I have an 1100 rpm buffer with 6" cotton wheels (sewn and loose) and I'm currently using Caswell's Large Buffing Compound Kit. I bought the compound about 11 years ago and just recently tried to use it and I feel that it's simply too old and needs to be replaced. I've seen a few videos of people restoring blades and most seem to use greaseless compounds. What is the difference between greaseless and the compound that I'm using? I noticed that in the videos the greaseless is doing a MUCH better job than what I have. But what I have might just be too old to do anything (11 years sitting and the cardboard box).

I want to replace my old compound with new but don't know whether to stay with the type I have or move to greaseless.

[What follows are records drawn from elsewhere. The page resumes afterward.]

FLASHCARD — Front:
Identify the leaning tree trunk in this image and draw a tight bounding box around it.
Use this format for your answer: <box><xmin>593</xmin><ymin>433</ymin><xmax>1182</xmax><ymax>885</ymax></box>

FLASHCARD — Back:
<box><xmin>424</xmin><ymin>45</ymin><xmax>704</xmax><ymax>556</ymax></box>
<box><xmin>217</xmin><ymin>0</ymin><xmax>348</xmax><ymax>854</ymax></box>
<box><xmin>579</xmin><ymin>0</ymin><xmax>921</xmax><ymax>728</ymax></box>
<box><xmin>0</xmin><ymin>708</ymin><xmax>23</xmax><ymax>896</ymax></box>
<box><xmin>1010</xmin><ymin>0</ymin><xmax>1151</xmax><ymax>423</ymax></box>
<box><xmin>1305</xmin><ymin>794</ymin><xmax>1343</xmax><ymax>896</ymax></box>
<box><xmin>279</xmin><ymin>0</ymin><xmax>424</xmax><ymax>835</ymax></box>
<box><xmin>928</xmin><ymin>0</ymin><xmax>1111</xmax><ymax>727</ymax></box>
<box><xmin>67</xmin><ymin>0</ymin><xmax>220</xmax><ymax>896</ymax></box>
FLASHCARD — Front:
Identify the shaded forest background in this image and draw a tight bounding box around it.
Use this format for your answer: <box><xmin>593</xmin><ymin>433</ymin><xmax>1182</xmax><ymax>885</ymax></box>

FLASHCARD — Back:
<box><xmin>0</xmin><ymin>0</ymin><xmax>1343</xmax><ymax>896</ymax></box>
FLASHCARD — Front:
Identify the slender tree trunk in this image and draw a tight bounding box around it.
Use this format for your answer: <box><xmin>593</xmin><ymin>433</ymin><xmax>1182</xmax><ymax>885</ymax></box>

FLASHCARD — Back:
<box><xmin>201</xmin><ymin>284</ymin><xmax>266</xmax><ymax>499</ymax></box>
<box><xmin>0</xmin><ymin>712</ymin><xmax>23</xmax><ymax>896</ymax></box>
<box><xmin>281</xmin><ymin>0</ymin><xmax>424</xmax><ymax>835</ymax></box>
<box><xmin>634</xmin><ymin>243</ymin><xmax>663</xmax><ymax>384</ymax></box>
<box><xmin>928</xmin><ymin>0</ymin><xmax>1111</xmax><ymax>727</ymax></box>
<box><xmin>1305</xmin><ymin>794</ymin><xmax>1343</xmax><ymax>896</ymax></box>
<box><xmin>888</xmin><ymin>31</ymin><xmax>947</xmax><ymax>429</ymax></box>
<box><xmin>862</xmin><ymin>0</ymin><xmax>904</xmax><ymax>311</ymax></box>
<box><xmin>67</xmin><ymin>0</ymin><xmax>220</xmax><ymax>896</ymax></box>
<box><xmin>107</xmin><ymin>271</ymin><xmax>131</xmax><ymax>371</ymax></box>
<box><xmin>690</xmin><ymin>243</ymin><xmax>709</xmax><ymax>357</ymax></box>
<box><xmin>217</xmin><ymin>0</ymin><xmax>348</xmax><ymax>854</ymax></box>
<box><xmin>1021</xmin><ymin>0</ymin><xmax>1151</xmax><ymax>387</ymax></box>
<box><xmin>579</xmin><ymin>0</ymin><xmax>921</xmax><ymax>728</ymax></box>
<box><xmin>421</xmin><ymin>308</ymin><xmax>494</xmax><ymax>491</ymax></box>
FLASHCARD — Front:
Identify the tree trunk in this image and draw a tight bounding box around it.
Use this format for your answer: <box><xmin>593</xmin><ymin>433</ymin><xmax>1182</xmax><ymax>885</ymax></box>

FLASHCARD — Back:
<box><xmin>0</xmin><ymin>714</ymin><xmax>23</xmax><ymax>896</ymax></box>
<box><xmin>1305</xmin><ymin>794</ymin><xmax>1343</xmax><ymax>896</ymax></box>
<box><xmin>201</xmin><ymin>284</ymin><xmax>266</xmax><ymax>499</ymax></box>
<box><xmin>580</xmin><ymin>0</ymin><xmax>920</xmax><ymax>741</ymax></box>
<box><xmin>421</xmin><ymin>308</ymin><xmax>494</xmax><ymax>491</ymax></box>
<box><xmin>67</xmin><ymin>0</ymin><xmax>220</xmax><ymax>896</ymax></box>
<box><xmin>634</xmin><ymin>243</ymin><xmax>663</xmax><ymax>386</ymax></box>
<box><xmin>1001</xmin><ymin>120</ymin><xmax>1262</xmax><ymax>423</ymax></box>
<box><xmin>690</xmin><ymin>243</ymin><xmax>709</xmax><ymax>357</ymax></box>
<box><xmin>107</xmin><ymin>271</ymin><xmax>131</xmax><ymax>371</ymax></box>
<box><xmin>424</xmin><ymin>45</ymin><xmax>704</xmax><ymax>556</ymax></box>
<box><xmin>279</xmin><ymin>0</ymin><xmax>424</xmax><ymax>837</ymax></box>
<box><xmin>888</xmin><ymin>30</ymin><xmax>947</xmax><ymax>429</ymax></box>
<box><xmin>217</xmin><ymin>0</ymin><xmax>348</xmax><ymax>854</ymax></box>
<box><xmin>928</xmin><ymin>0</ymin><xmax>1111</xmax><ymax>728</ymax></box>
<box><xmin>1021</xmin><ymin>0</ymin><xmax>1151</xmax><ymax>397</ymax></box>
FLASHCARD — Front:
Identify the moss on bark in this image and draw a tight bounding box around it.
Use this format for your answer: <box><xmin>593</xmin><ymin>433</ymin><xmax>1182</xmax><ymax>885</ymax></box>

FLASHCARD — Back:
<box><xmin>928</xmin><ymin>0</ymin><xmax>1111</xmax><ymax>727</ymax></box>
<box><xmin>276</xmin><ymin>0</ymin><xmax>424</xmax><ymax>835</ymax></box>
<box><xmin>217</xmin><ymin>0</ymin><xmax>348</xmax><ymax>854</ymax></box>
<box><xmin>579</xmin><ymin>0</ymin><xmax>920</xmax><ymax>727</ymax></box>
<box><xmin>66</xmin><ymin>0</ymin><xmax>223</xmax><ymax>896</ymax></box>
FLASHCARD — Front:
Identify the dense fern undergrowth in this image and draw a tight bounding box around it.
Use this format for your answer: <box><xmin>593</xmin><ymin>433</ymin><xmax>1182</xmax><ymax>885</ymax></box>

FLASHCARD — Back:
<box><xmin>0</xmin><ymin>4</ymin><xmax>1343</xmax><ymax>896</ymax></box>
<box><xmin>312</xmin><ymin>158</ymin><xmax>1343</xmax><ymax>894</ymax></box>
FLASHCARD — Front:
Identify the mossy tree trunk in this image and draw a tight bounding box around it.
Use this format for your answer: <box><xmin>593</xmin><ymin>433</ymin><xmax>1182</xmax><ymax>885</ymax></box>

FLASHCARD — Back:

What are the pros and cons to each?
 
I buy abrasive compounds based on grit vs task.
Coarse grits for heavier work, finer abrasives for polishing.
Can't remove pitting with red rouge, can't get a mirror polish with 80x greaseless.
Greaseless I used was available in 80x through 600x.
Chromox is something like 30,000x.
Have had grease based Chromox, also had other types, glue based, oil based, wax based, etc; all technically greaseless but not really what one would refer to as a greaseless compound.
There are some other technical points but it's really a 'what do you want to do' sorta equation.
 
I recently started buffing. After reading a lot of info, I bought same type as you, but only black, white, and green. I hand finish scales. I do plan to try 600 greaseless soon.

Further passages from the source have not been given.